I heard my aunt Mary say once that my grandfather was a selfish person, hurting people like that, and I thought she was right. I’ve thought that about my dad, too. Lots of times.

But I don’t know about that anymore. Everything about this, about mental illness, is so complicated. I just don’t know.

•       •       •

The rest of the week, I am a zombie. I do what I need to do to get through the day. Talk if I have to. Get my homework done, not really caring if I do it right, seeing crash after crash after crash like I’m stuck in one minute that keeps repeating. On slow nights I send Rowan upstairs and work alone, keeping my mind occupied as best I can. Because I don’t want to think about anything. I try to ignore the vision like I’d ignore a bug splat on the windshield. And I fail. It buzzes between my ears and crawls under my skin and coats the insides of my eyelids. The days blur together and soon it’s another weekend. I ignore Trey’s quizzical glances and Rowan’s concerned looks and questions. I know I need to do something.

Maybe my grandfather knew that too. But he couldn’t.

My father can’t.

And I can’t.

•       •       •

One morning I wake up to Rowan’s alarm and stare at the wall. And it all becomes real. Nine real, human people, people with families and friends and jobs to do, will all die. And I am helpless, and I will never be the same again,
and it doesn’t matter that I actually told Sawyer what to expect, because if he doesn’t believe me I’ll still feel like it’s my fault. The weight of this responsibility is so heavy, so crushing, I can’t move.

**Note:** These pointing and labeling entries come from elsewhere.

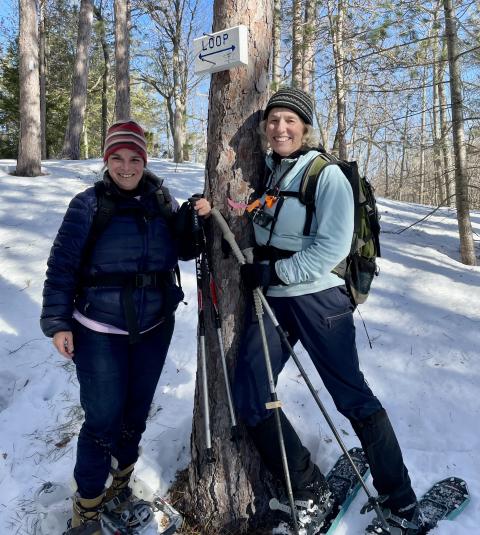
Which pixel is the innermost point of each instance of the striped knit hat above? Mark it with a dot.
(293, 99)
(125, 135)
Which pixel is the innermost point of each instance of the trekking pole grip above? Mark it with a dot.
(228, 235)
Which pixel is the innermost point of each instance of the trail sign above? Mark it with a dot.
(222, 50)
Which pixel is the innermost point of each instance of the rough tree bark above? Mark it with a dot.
(467, 246)
(297, 43)
(78, 98)
(276, 44)
(337, 23)
(231, 494)
(106, 72)
(43, 76)
(122, 60)
(308, 52)
(29, 149)
(444, 130)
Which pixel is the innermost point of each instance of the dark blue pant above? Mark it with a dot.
(323, 323)
(117, 384)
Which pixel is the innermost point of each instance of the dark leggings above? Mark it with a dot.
(117, 384)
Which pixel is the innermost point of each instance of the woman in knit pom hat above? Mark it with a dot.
(295, 267)
(108, 302)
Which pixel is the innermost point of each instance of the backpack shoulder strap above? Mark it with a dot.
(164, 200)
(308, 186)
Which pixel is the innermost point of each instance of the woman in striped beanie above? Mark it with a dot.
(109, 300)
(294, 264)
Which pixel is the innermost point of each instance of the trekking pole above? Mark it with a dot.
(198, 237)
(274, 403)
(230, 238)
(218, 326)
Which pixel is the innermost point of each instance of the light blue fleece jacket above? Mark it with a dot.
(309, 270)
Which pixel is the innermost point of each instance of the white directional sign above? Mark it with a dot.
(221, 51)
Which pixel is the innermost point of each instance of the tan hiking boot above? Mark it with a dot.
(86, 512)
(119, 492)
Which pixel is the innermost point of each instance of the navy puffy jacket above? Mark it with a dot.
(135, 241)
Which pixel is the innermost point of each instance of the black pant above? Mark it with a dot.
(323, 323)
(117, 383)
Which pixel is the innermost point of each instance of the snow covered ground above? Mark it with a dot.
(423, 319)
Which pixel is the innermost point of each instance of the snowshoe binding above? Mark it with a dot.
(313, 505)
(406, 521)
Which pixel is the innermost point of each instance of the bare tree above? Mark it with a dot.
(231, 493)
(29, 149)
(122, 59)
(467, 246)
(78, 99)
(106, 71)
(43, 77)
(337, 22)
(297, 43)
(168, 70)
(276, 43)
(308, 51)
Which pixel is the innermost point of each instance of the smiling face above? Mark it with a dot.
(126, 167)
(284, 130)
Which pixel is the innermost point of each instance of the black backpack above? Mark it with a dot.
(106, 208)
(359, 268)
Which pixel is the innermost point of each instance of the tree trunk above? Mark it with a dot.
(467, 246)
(105, 75)
(232, 493)
(437, 160)
(297, 43)
(399, 195)
(78, 99)
(122, 60)
(43, 78)
(337, 25)
(29, 149)
(444, 131)
(276, 44)
(422, 138)
(308, 56)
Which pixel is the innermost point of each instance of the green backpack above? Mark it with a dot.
(359, 268)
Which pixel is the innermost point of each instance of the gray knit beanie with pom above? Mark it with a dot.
(293, 99)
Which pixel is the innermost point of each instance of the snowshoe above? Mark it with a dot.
(403, 522)
(311, 514)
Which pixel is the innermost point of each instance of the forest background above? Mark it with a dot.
(396, 88)
(378, 70)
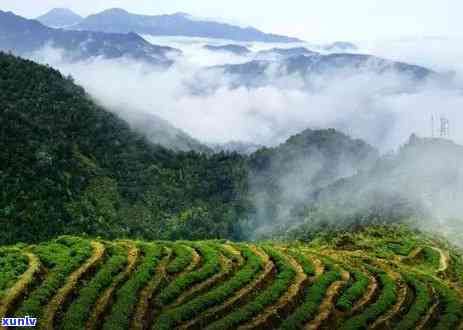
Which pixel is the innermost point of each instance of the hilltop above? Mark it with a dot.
(60, 18)
(117, 20)
(24, 37)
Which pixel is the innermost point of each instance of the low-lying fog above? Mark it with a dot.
(381, 109)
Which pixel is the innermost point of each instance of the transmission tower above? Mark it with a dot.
(444, 127)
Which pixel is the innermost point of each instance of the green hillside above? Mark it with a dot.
(69, 166)
(376, 278)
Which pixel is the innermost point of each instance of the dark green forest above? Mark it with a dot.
(69, 166)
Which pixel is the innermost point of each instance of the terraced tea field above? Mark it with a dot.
(377, 278)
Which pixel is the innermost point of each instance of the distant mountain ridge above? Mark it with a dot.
(22, 36)
(179, 24)
(60, 17)
(255, 73)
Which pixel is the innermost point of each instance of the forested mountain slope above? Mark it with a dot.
(69, 166)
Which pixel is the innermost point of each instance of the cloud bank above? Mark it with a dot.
(382, 109)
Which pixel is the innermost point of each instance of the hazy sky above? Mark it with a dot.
(308, 19)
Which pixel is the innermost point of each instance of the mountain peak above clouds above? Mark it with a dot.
(60, 17)
(117, 20)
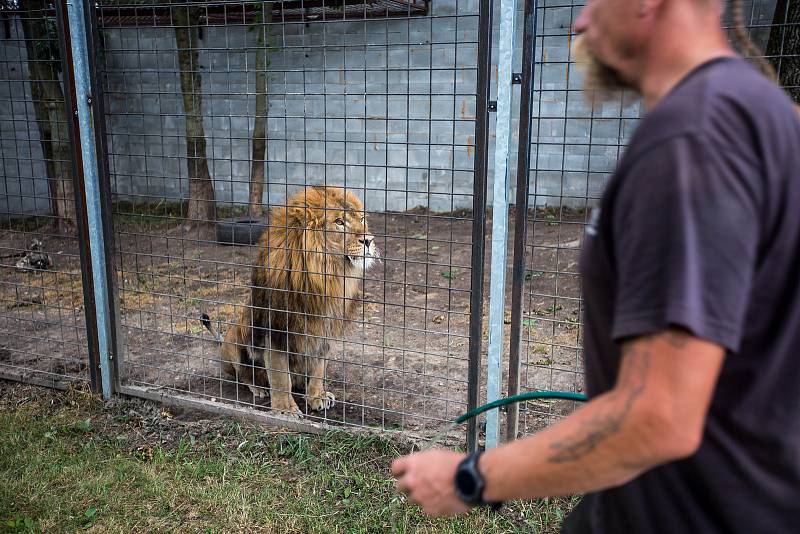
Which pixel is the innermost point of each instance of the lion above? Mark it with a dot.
(305, 289)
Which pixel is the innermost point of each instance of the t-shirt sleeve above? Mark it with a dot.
(686, 233)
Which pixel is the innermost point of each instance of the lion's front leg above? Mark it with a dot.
(280, 383)
(318, 398)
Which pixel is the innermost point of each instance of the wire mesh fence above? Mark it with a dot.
(220, 118)
(43, 328)
(375, 98)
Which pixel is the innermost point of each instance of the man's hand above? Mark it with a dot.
(428, 479)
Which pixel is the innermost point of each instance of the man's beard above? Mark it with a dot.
(601, 83)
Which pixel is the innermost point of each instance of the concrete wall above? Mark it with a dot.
(23, 179)
(385, 106)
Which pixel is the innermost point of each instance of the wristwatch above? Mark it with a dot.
(470, 484)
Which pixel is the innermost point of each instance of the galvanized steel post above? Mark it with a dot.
(505, 64)
(76, 17)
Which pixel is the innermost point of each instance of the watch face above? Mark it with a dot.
(466, 483)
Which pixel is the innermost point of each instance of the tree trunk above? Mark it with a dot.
(784, 41)
(257, 166)
(51, 118)
(201, 189)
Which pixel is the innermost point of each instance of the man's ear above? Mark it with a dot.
(646, 7)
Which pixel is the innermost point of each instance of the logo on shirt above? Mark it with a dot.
(591, 226)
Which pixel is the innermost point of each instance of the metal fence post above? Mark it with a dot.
(521, 217)
(500, 213)
(479, 217)
(73, 16)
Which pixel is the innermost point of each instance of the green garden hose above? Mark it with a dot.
(530, 395)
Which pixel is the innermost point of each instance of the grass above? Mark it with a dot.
(69, 463)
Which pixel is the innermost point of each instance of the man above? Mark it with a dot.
(691, 284)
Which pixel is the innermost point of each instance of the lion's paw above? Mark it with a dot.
(325, 402)
(288, 409)
(259, 393)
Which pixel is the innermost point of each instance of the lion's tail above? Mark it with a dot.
(207, 323)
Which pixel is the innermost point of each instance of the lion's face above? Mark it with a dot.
(339, 226)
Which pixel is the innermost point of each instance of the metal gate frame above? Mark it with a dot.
(79, 33)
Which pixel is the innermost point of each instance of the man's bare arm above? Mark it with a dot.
(654, 414)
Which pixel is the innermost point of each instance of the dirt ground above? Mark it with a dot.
(403, 365)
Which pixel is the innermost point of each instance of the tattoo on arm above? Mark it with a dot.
(604, 425)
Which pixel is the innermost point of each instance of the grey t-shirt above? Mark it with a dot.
(700, 228)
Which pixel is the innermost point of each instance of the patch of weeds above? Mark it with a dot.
(89, 517)
(19, 523)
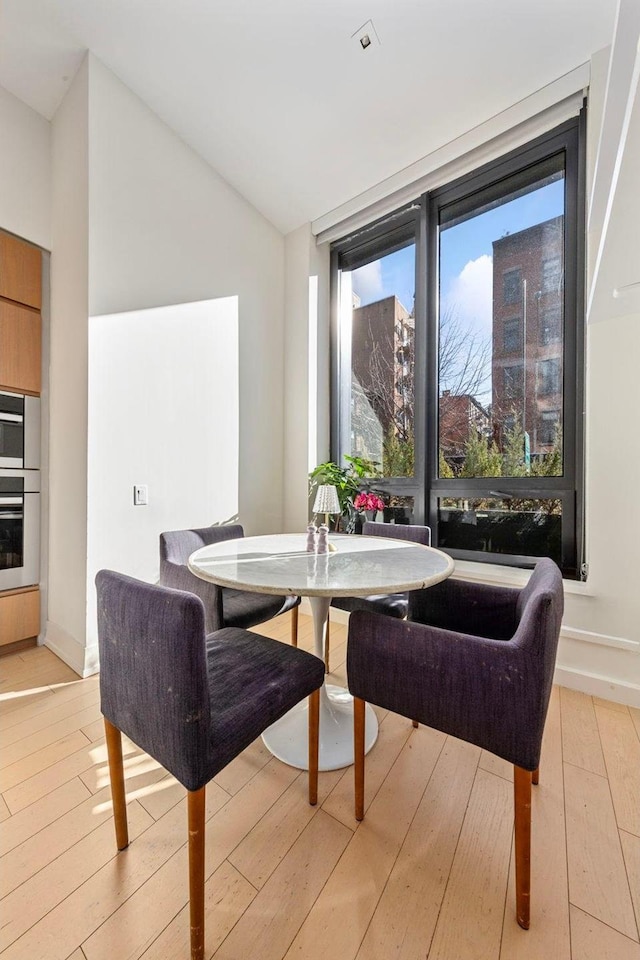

“I’m sick,” I tell Rowan when she stumbles out of bed. “Tell Trey he needs to get you to school today.”

“What’s wrong?”

I just close my eyes and moan. “Everything.”

“You need me to get Mom?”

“No, don’t wake her up. I’m okay, just sick.”

I hear Rowan hesitating at the door. “I’ll leave her a note to call in to school for you.”

“Thanks,” I say.

She closes the door.

Trey comes in a few minutes later. “Hey,” he whispers.

I pretend to be asleep. There’s a rattle of keys sliding off my dresser, and then he’s gone.

Later, when my mom peeks her head in, I ignore her, too. Soon I hear Dad lumbering down the hallway, which means he actually got out of bed today.

I’ve taken his sickness from him. What a thing to pass down to the next generation.